Surgical drainage carries its inherent risks and potential complications. Therefore, percutaneous imaging-guided aspiration (under US or CT guidance) has been suggested as an alternative to conventional surgery. 16
The use of imaging-guided aspiration is an alternative to external drainage of deep neck abscesses essentially in elderly and debilitated patients. Yeow et al. described 15 patients with deep neck abscesses treated successfully with US-guided aspiration and catheter placement. There were no complications in their study. 25
Airway management is the initial and ongoing clinical imperative. Therefore, equipment for intubation cricothyroidotomy or tracheotomy should be available.2,5,7
The limitations of this study include its retrospective and uncontrolled design and the lack of standardized documentation relating to the physical findings. Therefore, some data from physical examinations were missing. However, there were no standard criteria for documenting CT scan interpretations or a standard protocol. We restricted our study to patients who had RPA or PPA confirmed by pus drainage through surgery or aspiration. We presented rare cases of large abscesses extended to more than one space and two acute presentations of tuberculous PPA and RPA.
Conclusion
Retropharyngeal and parapharyngeal abscesses present a challenge in diagnosis and management. We have found an increase in the incidence of these infections in recent years. The CT scan is the best imaging examination for the diagnosis and follow-up of retropharyngeal and parapharyngeal abscesses.

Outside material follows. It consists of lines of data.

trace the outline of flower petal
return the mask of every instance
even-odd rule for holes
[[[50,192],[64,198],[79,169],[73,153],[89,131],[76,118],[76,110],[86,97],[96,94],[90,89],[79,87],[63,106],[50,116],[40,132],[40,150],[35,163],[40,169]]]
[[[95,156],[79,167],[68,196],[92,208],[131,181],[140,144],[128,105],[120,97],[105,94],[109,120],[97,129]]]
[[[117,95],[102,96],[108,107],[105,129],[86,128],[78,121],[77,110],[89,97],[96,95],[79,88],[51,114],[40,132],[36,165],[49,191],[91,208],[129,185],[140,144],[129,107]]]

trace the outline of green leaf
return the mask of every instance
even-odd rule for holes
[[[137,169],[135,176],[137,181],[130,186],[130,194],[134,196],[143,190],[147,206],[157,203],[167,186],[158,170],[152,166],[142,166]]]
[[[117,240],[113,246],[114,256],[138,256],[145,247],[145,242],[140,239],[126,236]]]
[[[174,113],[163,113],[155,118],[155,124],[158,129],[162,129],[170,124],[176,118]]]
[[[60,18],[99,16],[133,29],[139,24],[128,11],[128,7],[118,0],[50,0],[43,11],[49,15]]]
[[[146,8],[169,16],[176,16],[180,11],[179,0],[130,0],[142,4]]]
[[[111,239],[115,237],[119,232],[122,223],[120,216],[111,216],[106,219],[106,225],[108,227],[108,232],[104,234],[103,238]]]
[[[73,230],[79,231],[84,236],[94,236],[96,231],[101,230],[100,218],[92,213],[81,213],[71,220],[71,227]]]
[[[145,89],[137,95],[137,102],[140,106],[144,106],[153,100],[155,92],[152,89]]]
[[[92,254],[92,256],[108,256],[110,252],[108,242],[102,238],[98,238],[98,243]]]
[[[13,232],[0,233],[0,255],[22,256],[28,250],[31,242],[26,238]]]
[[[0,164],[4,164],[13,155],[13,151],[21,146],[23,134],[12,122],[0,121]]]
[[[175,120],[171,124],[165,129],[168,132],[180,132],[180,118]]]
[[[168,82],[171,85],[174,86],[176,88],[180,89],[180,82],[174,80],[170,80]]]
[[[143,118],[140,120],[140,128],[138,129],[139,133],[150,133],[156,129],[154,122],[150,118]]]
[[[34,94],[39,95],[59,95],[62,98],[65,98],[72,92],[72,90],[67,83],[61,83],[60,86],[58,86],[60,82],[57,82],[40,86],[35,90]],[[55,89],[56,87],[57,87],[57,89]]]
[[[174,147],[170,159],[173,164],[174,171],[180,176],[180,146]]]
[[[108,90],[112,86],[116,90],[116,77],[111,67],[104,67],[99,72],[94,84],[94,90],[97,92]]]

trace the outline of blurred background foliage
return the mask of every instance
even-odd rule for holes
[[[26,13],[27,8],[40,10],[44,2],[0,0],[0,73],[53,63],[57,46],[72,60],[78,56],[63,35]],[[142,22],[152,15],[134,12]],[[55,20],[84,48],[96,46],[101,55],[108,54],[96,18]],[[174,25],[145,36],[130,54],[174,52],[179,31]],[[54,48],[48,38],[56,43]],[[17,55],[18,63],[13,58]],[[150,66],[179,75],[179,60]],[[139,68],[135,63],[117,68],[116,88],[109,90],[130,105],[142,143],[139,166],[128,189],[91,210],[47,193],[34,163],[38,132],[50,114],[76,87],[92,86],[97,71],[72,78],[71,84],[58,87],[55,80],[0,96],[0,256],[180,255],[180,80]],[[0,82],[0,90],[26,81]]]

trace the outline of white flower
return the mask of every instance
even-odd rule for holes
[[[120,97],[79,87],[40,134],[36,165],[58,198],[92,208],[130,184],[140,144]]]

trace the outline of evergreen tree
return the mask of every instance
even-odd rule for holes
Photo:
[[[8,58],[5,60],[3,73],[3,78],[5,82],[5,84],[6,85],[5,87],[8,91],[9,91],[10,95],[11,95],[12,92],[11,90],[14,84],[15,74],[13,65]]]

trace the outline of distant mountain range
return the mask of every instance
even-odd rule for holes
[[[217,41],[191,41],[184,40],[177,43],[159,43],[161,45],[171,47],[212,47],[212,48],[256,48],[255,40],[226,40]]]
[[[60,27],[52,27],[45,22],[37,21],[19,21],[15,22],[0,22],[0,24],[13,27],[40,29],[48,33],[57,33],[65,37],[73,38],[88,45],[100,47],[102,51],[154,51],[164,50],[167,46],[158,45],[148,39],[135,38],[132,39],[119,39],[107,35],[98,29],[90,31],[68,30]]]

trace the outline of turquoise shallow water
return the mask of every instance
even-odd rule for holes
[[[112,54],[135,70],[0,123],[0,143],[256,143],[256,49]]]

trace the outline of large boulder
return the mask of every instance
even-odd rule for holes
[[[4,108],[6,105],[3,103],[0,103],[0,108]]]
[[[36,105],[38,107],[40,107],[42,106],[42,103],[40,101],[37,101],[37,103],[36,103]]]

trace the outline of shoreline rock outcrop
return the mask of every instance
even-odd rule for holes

Furthermore, early surgical drainage and antimicrobial therapy are essential for rapid recovery and prevention of complications of these abscesses.
Footnotes
Declaration of Conflicting Interests
The author(s) declared no potential conflicts of interest concerning the research, authorship, and/or publication of this article.
Funding
The author(s) received no financial support for the research, authorship, and/or publication of this article.
Ethical Approval
This study was approved by the Ethics Committee of the University Hospital (number: 7/2022).
Informed Consent
Written informed consent for the publication of data and images was obtained from the patients or the legally authorized representatives.
Data availability statements
All data generated or analyzed during this study are included in this article. Further inquiries can be directed to the corresponding author.